An international collaboration used machine-learning to create an open-access virtual catalogue of some 300,000 organic compounds, opening doors for a range of future applications from materials to drugs. The project, called Kraken, represents teamwork by Alán Aspuru-Guzik’s Matter Lab at the University of Toronto, the Sigman Research Group at the University of Utah, Technische Universität Berlin, the Karlsruhe Institute of Technology, the Vector Institute for Artificial Intelligence, the Center for Computer Assisted Synthesis at the University of Notre Dame, IBM Research and AstraZeneca.
Typically, it’s a painstakingly long journey to discover, develop and understand new catalysts and chemical reactions, explains co-lead author Gabriel dos Passos Gomes. “We had been thinking a lot about how to automate the synthesis of organic molecules in a modular manner,” says Aspuru-Guzik.
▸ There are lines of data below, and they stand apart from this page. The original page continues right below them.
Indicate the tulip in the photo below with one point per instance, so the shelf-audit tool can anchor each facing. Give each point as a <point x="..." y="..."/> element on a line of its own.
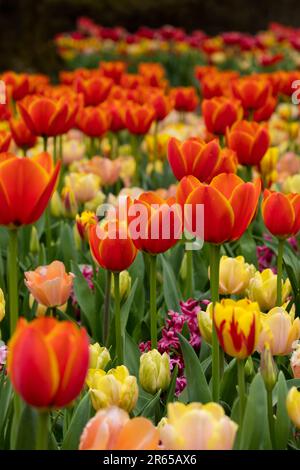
<point x="113" y="249"/>
<point x="125" y="285"/>
<point x="220" y="113"/>
<point x="138" y="118"/>
<point x="94" y="122"/>
<point x="251" y="91"/>
<point x="113" y="70"/>
<point x="5" y="139"/>
<point x="50" y="285"/>
<point x="18" y="83"/>
<point x="112" y="429"/>
<point x="83" y="223"/>
<point x="2" y="305"/>
<point x="262" y="289"/>
<point x="99" y="356"/>
<point x="197" y="427"/>
<point x="44" y="116"/>
<point x="295" y="363"/>
<point x="185" y="99"/>
<point x="21" y="134"/>
<point x="238" y="326"/>
<point x="293" y="406"/>
<point x="235" y="275"/>
<point x="154" y="371"/>
<point x="250" y="141"/>
<point x="229" y="205"/>
<point x="279" y="330"/>
<point x="281" y="213"/>
<point x="193" y="157"/>
<point x="116" y="387"/>
<point x="95" y="89"/>
<point x="48" y="361"/>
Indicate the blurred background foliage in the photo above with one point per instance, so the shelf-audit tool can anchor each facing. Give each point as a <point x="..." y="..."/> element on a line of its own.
<point x="28" y="26"/>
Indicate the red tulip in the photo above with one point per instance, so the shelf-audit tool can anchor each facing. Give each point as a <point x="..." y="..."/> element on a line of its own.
<point x="48" y="361"/>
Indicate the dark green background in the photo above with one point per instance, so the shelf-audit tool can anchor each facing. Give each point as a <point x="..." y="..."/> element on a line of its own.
<point x="27" y="26"/>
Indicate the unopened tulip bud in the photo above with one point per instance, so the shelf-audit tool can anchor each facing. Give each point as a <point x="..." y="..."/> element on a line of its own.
<point x="124" y="283"/>
<point x="295" y="363"/>
<point x="154" y="371"/>
<point x="116" y="387"/>
<point x="2" y="305"/>
<point x="205" y="324"/>
<point x="34" y="241"/>
<point x="293" y="406"/>
<point x="268" y="369"/>
<point x="99" y="356"/>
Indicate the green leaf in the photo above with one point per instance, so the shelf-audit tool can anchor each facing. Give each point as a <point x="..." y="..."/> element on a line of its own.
<point x="172" y="386"/>
<point x="254" y="433"/>
<point x="282" y="423"/>
<point x="26" y="435"/>
<point x="197" y="387"/>
<point x="127" y="305"/>
<point x="80" y="417"/>
<point x="85" y="297"/>
<point x="132" y="355"/>
<point x="149" y="409"/>
<point x="170" y="288"/>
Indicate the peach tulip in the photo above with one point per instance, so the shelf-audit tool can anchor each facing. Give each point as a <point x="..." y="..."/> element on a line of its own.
<point x="50" y="285"/>
<point x="112" y="429"/>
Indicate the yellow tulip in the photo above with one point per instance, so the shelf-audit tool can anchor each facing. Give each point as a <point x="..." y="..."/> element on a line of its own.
<point x="263" y="289"/>
<point x="238" y="326"/>
<point x="116" y="387"/>
<point x="197" y="427"/>
<point x="154" y="371"/>
<point x="293" y="406"/>
<point x="99" y="356"/>
<point x="280" y="330"/>
<point x="235" y="275"/>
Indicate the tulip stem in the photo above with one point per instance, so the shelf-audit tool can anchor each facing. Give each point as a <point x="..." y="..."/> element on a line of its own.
<point x="153" y="313"/>
<point x="42" y="431"/>
<point x="241" y="384"/>
<point x="214" y="289"/>
<point x="189" y="274"/>
<point x="12" y="269"/>
<point x="106" y="307"/>
<point x="271" y="417"/>
<point x="279" y="272"/>
<point x="119" y="336"/>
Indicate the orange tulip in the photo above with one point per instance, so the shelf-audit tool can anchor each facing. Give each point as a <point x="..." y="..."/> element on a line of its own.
<point x="113" y="70"/>
<point x="48" y="361"/>
<point x="111" y="245"/>
<point x="229" y="205"/>
<point x="44" y="116"/>
<point x="21" y="134"/>
<point x="138" y="118"/>
<point x="24" y="203"/>
<point x="249" y="140"/>
<point x="94" y="122"/>
<point x="95" y="90"/>
<point x="185" y="98"/>
<point x="281" y="213"/>
<point x="161" y="103"/>
<point x="193" y="157"/>
<point x="220" y="113"/>
<point x="50" y="285"/>
<point x="112" y="429"/>
<point x="253" y="92"/>
<point x="5" y="139"/>
<point x="160" y="225"/>
<point x="18" y="83"/>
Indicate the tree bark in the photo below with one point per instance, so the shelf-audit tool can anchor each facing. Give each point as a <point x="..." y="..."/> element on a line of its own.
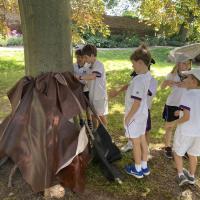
<point x="183" y="33"/>
<point x="46" y="28"/>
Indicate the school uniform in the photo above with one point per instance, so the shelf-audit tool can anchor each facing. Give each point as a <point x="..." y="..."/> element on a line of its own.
<point x="80" y="71"/>
<point x="187" y="134"/>
<point x="172" y="103"/>
<point x="151" y="93"/>
<point x="137" y="89"/>
<point x="97" y="89"/>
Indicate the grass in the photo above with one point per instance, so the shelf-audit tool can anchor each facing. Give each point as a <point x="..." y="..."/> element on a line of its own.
<point x="118" y="68"/>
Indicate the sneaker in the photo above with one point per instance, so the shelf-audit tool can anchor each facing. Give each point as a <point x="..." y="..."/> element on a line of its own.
<point x="146" y="171"/>
<point x="130" y="169"/>
<point x="190" y="178"/>
<point x="127" y="147"/>
<point x="182" y="180"/>
<point x="168" y="152"/>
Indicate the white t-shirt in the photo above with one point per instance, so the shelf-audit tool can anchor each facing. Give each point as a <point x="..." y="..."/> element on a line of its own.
<point x="191" y="101"/>
<point x="138" y="89"/>
<point x="97" y="87"/>
<point x="174" y="98"/>
<point x="151" y="91"/>
<point x="80" y="71"/>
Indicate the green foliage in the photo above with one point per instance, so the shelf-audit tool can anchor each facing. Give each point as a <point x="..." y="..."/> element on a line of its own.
<point x="112" y="41"/>
<point x="167" y="16"/>
<point x="11" y="41"/>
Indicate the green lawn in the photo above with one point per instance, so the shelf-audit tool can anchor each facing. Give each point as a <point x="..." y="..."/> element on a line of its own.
<point x="160" y="184"/>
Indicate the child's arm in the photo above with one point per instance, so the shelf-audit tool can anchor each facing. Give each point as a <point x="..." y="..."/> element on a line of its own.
<point x="87" y="77"/>
<point x="167" y="83"/>
<point x="134" y="108"/>
<point x="184" y="118"/>
<point x="114" y="93"/>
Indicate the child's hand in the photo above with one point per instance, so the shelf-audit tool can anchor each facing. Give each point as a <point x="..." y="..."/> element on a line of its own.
<point x="170" y="83"/>
<point x="113" y="93"/>
<point x="181" y="84"/>
<point x="77" y="77"/>
<point x="177" y="113"/>
<point x="171" y="124"/>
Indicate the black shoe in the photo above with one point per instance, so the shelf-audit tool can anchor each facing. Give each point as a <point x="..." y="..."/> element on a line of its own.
<point x="168" y="152"/>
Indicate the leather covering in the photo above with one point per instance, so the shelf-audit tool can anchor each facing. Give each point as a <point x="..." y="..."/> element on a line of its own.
<point x="39" y="135"/>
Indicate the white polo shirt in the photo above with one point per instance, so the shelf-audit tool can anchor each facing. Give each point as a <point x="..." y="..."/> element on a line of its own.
<point x="138" y="89"/>
<point x="97" y="87"/>
<point x="191" y="101"/>
<point x="175" y="96"/>
<point x="151" y="91"/>
<point x="80" y="71"/>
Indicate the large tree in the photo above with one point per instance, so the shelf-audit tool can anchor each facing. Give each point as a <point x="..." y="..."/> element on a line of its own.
<point x="46" y="30"/>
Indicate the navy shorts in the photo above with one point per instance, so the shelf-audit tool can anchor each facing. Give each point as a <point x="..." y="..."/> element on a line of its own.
<point x="169" y="113"/>
<point x="148" y="127"/>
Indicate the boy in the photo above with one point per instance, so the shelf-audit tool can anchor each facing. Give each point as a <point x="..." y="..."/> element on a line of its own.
<point x="187" y="135"/>
<point x="96" y="79"/>
<point x="136" y="112"/>
<point x="81" y="68"/>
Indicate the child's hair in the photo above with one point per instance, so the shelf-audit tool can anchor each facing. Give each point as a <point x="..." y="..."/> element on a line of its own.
<point x="78" y="52"/>
<point x="175" y="68"/>
<point x="198" y="81"/>
<point x="142" y="53"/>
<point x="89" y="49"/>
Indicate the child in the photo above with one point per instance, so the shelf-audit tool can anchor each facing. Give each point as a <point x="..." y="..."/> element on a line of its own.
<point x="96" y="79"/>
<point x="81" y="68"/>
<point x="183" y="63"/>
<point x="187" y="135"/>
<point x="151" y="93"/>
<point x="136" y="111"/>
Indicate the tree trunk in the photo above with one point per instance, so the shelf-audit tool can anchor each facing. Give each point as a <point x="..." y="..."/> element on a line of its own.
<point x="183" y="32"/>
<point x="46" y="28"/>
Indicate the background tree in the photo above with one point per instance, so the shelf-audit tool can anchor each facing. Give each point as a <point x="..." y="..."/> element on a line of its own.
<point x="180" y="17"/>
<point x="87" y="15"/>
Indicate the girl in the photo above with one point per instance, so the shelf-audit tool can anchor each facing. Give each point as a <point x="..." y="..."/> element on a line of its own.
<point x="183" y="63"/>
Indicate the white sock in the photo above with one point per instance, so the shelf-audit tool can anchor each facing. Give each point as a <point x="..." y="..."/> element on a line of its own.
<point x="181" y="173"/>
<point x="138" y="167"/>
<point x="144" y="164"/>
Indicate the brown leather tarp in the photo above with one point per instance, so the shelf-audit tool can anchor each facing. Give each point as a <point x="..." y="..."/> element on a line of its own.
<point x="39" y="134"/>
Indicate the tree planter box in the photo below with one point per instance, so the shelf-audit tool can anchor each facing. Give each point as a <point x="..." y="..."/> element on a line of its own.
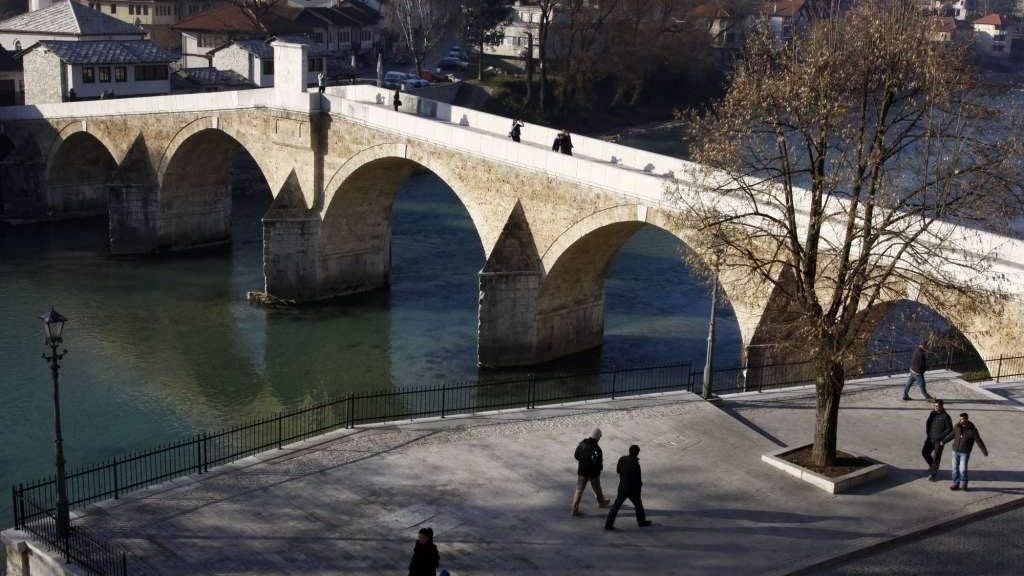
<point x="836" y="485"/>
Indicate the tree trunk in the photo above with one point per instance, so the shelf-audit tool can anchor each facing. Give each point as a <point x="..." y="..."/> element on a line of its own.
<point x="829" y="379"/>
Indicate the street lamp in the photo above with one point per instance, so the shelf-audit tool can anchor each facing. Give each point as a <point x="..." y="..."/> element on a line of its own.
<point x="53" y="326"/>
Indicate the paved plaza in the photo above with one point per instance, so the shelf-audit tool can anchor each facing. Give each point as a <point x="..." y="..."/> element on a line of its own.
<point x="497" y="489"/>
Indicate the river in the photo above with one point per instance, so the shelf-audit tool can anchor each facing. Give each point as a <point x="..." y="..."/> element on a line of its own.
<point x="163" y="347"/>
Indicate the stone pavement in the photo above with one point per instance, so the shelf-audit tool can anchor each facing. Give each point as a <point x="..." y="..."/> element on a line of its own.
<point x="497" y="490"/>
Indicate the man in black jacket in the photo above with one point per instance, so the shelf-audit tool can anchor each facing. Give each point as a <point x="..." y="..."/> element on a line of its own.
<point x="964" y="436"/>
<point x="938" y="426"/>
<point x="591" y="460"/>
<point x="918" y="367"/>
<point x="630" y="482"/>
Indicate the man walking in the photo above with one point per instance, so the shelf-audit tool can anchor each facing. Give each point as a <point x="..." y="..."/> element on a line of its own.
<point x="589" y="470"/>
<point x="964" y="436"/>
<point x="918" y="367"/>
<point x="938" y="426"/>
<point x="629" y="487"/>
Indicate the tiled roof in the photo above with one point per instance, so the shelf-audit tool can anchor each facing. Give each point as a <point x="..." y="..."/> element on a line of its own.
<point x="212" y="77"/>
<point x="263" y="49"/>
<point x="70" y="17"/>
<point x="107" y="51"/>
<point x="233" y="18"/>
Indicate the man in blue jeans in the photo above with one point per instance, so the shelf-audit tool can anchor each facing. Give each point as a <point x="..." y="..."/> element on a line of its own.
<point x="918" y="367"/>
<point x="964" y="436"/>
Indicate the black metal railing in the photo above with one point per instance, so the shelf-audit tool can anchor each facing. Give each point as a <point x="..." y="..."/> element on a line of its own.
<point x="76" y="544"/>
<point x="198" y="453"/>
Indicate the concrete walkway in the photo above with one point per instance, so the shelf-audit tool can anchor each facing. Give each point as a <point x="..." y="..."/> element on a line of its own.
<point x="497" y="490"/>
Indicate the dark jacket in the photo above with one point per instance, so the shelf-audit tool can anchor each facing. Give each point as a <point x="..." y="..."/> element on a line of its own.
<point x="591" y="458"/>
<point x="939" y="425"/>
<point x="964" y="437"/>
<point x="629" y="475"/>
<point x="425" y="560"/>
<point x="920" y="362"/>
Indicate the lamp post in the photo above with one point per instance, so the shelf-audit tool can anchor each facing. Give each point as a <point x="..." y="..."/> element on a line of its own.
<point x="53" y="326"/>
The team focused on transition-metal catalysis reactions. “These are some of the tools that allow molecular scientists to precisely develop materials and drugs, from the plastics in your smartphone to the probes that allowed for humanity to achieve the COVID-19 vaccines at an unforeseen pace,” says dos Passos Gomes, now a Banting Postdoctoral Fellow at the University of Toronto.
Transition-metal catalysis reactions require a suitable combination of metal and ligand — the ion or molecule that binds with metal to form a coordination complex. Selection of appropriate ligands is traditionally done by lab-based trial and error, a process they wanted to accelerate.
During their journey of discovery, Aspuru-Guzik’s lab realized they were not the only ones pursuing this goal. Upon learning that Tobias Gensch at Technische Universität Berlin was pursuing the same idea, “we had a couple of tense days in both labs when we were deciding what to do,” says Aspuru-Guzik. Upon reflection, the teams chose collaboration over competition, joining forces and welcoming additional collaborators too.
“We were interested in being able to look at more than just one individual reaction at a time,” says Tobias Gensch, so a marriage of computation and combinatorial chemistry made an ideal tool.
Focusing on organophosphorus ligands, some of the most prevalent ligands in homogeneous catalysis, some 330,000 compounds were available in Kraken’s catalogue at launch. Over time, the team may scale up to include millions more.
Kraken stands for Kolossal viRtual dAtabase for moleKular dEscriptors of orgaNophosphorus ligands, a name chosen for its caché as a mythical monster that grabbed ships in its octopus-like arms, analogous to how ligands grab metals. Kraken is part of a larger global initiative connecting academia, government, and industry to pursue AI-driven materials discovery via the University of Toronto’s Acceleration Consortium. Kraken can be freely accessed online with a preprint describing the tool in ChemRxiv.
McGill University organic chemist Nicolas Moitessier, though not involved in Kraken’s development, is already making use of it. What Kraken brings to the field, he emphasizes, is a huge set of ligands, with the descriptors needed to run machine learning, a term Moitessier prefers over ‘artificial intelligence.’ AI connotes a robot that can think by itself. That’s not the case here. “We’re just training mathematical functions to make predictions. It’s like predicting the weather,” he says, and predicting the outcome of matching metal and ligand, like weather forecasts, “can be right or wrong.” But, as models improve, he adds, they are more often right than wrong.
What Kraken provides, says Moitessier, is a large set of molecules that are not necessarily commercially available. “If you had to use normal computation to test or compute all of these properties for every single one of the compounds, it would have taken decades,” says Moitessier. So Kraken, he says, is “cool science.”